Video-to-Audio Generation with Hidden Alignment
Manjie Xu, Chenxing Li, Xinyi Tu, Yong Ren, Rilin Chen, Yu Gu, Wei Liang, Dong Yu
TL;DR
This work tackles the problem of generating semantically and temporally aligned audio from silent video using a diffusion-based video-to-audio framework called VTA-LDM. By conditioning a latent diffusion model on projected vision features and decoding through a pre-trained AudioVAE and vocoder, the approach achieves strong semantic coherence and partial temporal synchronization, validated by both objective metrics and human evaluations. The study provides in-depth ablations on vision encoders, auxiliary embeddings, and data augmentation, revealing that Clip4Clip-based vision features, supplemental textual/positional cues, and carefully designed data augmentation jointly enhance audio quality and video-audio alignment. The findings offer practical guidelines for designing audio-visual generation systems and highlight remaining challenges in achieving fully natural and synchronized video-derived audio, especially in complex or silent-object scenarios.
Abstract
Generating semantically and temporally aligned audio content in accordance with video input has become a focal point for researchers, particularly following the remarkable breakthrough in text-to-video generation. In this work, we aim to offer insights into the video-to-audio generation paradigm, focusing on three crucial aspects: vision encoders, auxiliary embeddings, and data augmentation techniques. Beginning with a foundational model built on a simple yet surprisingly effective intuition, we explore various vision encoders and auxiliary embeddings through ablation studies.

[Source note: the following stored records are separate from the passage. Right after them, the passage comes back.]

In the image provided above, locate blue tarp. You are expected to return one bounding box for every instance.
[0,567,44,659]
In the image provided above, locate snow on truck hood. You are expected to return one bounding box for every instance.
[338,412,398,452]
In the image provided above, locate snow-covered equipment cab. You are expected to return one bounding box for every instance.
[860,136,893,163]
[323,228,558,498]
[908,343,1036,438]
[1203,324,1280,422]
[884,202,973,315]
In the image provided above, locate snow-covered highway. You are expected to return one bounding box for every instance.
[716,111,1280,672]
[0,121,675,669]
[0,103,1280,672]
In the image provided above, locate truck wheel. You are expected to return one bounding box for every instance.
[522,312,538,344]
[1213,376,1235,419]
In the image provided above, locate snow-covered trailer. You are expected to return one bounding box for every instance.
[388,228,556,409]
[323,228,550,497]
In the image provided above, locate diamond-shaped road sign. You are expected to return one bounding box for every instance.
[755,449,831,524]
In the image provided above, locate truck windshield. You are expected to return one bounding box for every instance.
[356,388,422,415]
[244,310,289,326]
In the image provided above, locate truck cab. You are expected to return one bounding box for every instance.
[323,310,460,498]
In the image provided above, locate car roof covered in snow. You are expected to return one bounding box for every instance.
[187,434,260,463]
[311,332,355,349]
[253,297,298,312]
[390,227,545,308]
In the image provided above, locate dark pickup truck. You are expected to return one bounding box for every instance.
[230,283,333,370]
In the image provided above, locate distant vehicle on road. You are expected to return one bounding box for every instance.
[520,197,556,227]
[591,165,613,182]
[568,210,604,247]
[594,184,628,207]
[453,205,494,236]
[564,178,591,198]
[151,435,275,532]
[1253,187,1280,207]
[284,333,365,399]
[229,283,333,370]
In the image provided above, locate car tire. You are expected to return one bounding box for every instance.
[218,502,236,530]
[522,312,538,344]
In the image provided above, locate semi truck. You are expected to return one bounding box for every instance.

Employing a comprehensive evaluation pipeline that emphasizes generation quality and video-audio synchronization alignment, we demonstrate that our model exhibits state-of-the-art video-to-audio generation capabilities. Furthermore, we provide critical insights into the impact of different data augmentation methods on enhancing the generation framework's overall capacity. We showcase possibilities to advance the challenge of generating synchronized audio from semantic and temporal perspectives. We hope these insights will serve as a stepping stone toward developing more realistic and accurate audio-visual generation models.